Si le rythme lent de la première partie prend vraiment à contre-pied le tempo violemment sur-vitaminé auquel nous avaient habitué les précédentes réalisations d’Umberto Lenzi, Échec au gang possède d’autres atouts dans sa manche qui prennent par surprise. Finie la violence débridée, place à l’attente et la progressive mise en place des enjeux dramatiques. Ainsi, le film s’attarde sur les rapports des deux frères et la reconstruction du Bossu jusqu’à un final presque déchirant où l’émotion l’emporte sur l’action. Les motivations des personnages sont claires, leurs caractérisations précises, et c’est le propos global du long-métrage qui peut alors dérouler. Si Poubelle, à qui est attribuée la caution plus humoristique, agit par pure loyauté envers son frère, le Bossu a un dessein plus construit, motivé par une haine des dominants et donc de la bourgeoisie. Une fois qu’il a réussi à se débarrasser – dans des conditions atroces intelligemment suggérées – des traitres ayant voulu sa mort, le Bossu s’en prend vertement à un groupe issu de l’élite, dans un club privé. Le speech qu’il donne à cet auditoire contraint résonne alors comme une note d’intention où le cinéaste et son acteur principal semblent remettre les pendules à l’heure avec le public et les critiques. Et, pour un poliziottesco tourné en 1978, Échec au gang a le mérite d’éviter quelques poncifs inhérents au genre et à l’époque, notamment en termes de sexisme et de racisme latents. Il y a bien quelques mains masculines baladeuses, mais l’on remarque que ce sont les personnages les plus négatifs qui les commettent. Le personnage de Maria, joué par Isa Danieli, est à ce titre réussi : elle n’est pas simplement une figure sexualisée et s’avère être moteur de l’histoire.

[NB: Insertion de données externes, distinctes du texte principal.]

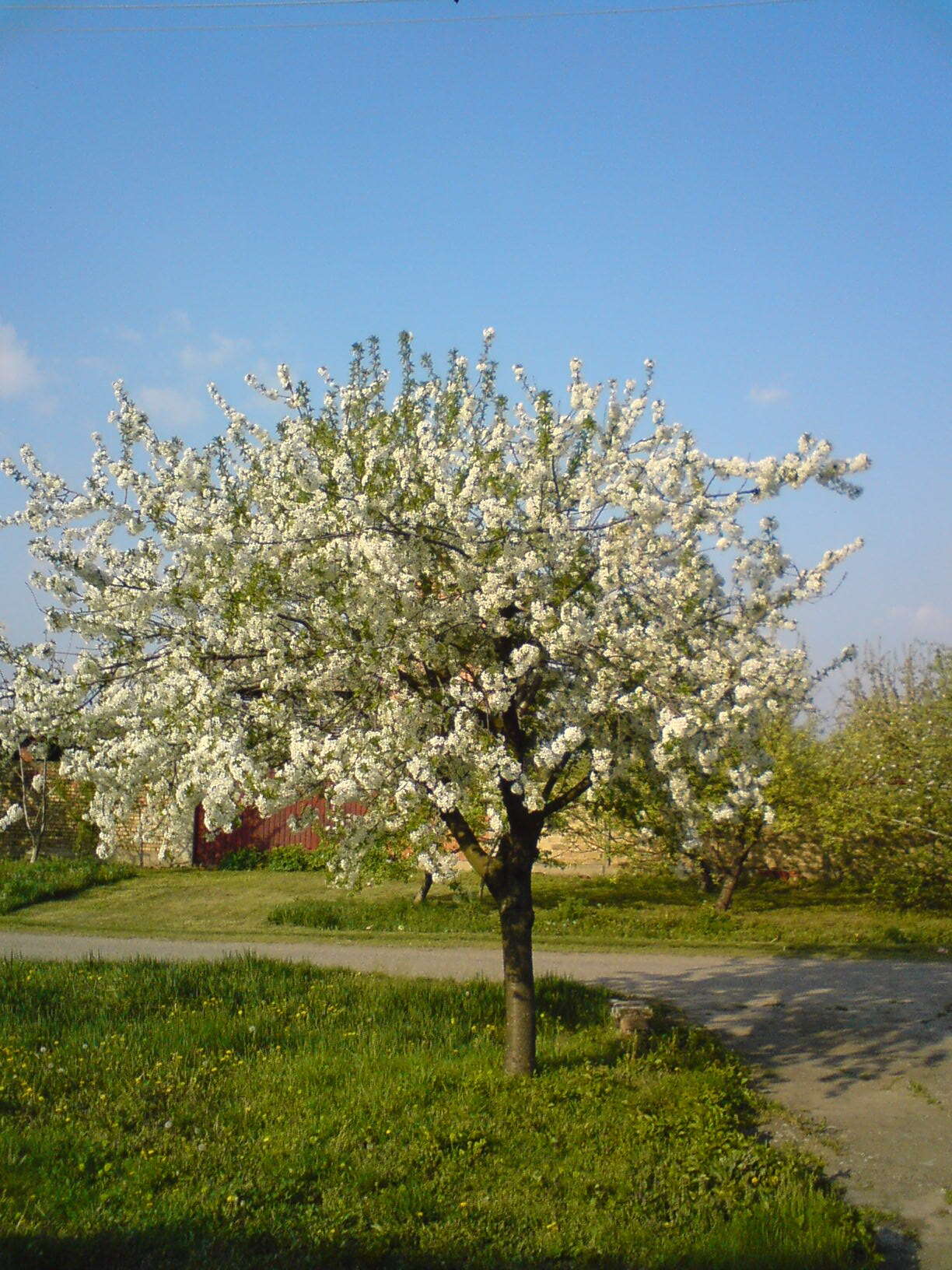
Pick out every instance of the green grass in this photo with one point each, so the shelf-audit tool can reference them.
(628, 910)
(23, 884)
(614, 910)
(251, 1114)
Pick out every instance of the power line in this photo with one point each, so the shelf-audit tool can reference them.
(372, 22)
(194, 4)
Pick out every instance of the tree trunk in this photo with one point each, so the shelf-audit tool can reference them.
(730, 882)
(516, 917)
(707, 884)
(425, 883)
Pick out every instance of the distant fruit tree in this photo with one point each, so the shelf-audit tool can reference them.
(462, 611)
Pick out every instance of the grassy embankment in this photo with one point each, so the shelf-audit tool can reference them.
(251, 1114)
(23, 884)
(614, 910)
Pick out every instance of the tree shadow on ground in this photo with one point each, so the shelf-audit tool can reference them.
(194, 1247)
(852, 1020)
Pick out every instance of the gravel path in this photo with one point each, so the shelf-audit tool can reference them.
(862, 1049)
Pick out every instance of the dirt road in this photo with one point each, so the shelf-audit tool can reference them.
(863, 1049)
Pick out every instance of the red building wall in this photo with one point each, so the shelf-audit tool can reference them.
(263, 833)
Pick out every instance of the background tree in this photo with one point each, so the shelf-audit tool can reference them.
(886, 817)
(466, 616)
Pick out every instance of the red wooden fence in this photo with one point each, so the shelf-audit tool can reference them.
(263, 833)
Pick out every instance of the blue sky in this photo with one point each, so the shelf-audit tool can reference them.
(757, 197)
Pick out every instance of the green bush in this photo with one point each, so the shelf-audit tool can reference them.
(244, 859)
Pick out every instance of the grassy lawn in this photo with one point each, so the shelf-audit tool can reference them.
(250, 1114)
(23, 884)
(614, 910)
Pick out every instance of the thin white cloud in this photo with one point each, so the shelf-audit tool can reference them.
(926, 621)
(19, 371)
(220, 352)
(172, 408)
(768, 394)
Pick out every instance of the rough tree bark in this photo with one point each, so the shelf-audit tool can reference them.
(512, 889)
(751, 836)
(425, 883)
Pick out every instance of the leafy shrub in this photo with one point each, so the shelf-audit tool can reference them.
(244, 859)
(295, 859)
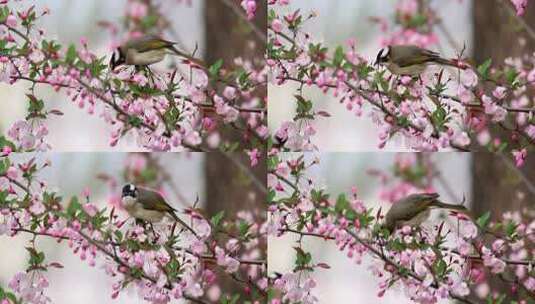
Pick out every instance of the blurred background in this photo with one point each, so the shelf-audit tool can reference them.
(456, 177)
(208, 26)
(485, 27)
(68, 22)
(336, 23)
(185, 178)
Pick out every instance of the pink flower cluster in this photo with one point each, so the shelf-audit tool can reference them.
(407, 259)
(429, 113)
(191, 117)
(174, 266)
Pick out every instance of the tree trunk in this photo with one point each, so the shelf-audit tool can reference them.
(230, 188)
(498, 186)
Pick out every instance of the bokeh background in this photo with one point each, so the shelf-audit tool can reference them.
(347, 282)
(68, 22)
(338, 21)
(72, 173)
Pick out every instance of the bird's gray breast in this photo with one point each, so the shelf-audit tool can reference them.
(134, 57)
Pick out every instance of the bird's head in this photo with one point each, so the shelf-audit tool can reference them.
(383, 56)
(117, 58)
(130, 190)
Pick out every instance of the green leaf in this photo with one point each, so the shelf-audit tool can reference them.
(484, 220)
(484, 68)
(35, 105)
(302, 258)
(511, 75)
(36, 257)
(215, 68)
(510, 228)
(439, 118)
(339, 56)
(74, 207)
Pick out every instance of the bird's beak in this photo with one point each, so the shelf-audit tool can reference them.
(113, 61)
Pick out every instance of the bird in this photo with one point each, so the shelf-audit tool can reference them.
(411, 60)
(146, 50)
(414, 209)
(148, 205)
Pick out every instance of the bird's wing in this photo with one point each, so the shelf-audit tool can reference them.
(148, 43)
(409, 55)
(155, 200)
(416, 203)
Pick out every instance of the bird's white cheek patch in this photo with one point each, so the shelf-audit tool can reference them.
(128, 202)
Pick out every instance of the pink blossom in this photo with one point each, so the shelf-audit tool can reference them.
(11, 21)
(520, 156)
(254, 156)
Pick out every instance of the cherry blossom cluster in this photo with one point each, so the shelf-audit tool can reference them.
(450, 259)
(162, 262)
(184, 107)
(469, 107)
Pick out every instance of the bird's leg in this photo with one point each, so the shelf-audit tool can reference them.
(173, 229)
(151, 75)
(156, 236)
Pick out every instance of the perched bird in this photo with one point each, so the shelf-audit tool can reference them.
(411, 60)
(414, 209)
(146, 50)
(148, 205)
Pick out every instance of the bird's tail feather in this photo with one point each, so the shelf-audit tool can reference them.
(450, 62)
(179, 53)
(182, 223)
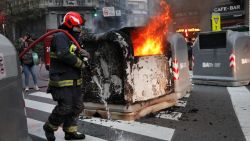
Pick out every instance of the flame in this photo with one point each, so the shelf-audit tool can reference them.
(150, 40)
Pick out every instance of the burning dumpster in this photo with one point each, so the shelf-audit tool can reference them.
(222, 58)
(130, 83)
(137, 70)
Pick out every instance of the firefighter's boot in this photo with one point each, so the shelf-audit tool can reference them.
(49, 132)
(74, 136)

Techniquement, le film est plutôt réussi. Si l’on met de côté quelques coupes brutales qui rendent parfois la lisibilité d’une scène ou du récit un peu anarchique, Umberto Lenzi sait alterner entre moments de calme et instants nerveux avec un sens certain du rythme. Dans les scènes de poursuites, par exemple, on ne peut que constater un véritable savoir-faire qui n’a pas à rougir, cinq ans après French Connection (William Friedkin, 1973). De même, la fusillade finale est très convaincante tant par sa chorégraphie que pour toute la pyrotechnie mise en place. Les séquences où Tomas Milian incarne les deux frères en même temps sont très réussies : bien que l’on sente le subterfuge, il faut reconnaitre que pour l’époque, d’un point de vue technique c’est bluffant. L’acteur principal y est pour beaucoup puisque d’un personnage à l’autre, il alterne la façon de moduler sa voix et son corps, d’impulser des énergies différentes. Échec au gang permet a minima de redécouvrir ce comédien injustement oublié, qui a tourné pour les plus grands, de Pasolini à Visconti, en passant par Steven Soderbergh, Sydney Pollack, Oliver Stone, James Gray ou Steven Spielberg. Toujours à la limite d’en faire trop, l’acteur cubano-américano-italien éblouit par son sens du timing et du bon mot.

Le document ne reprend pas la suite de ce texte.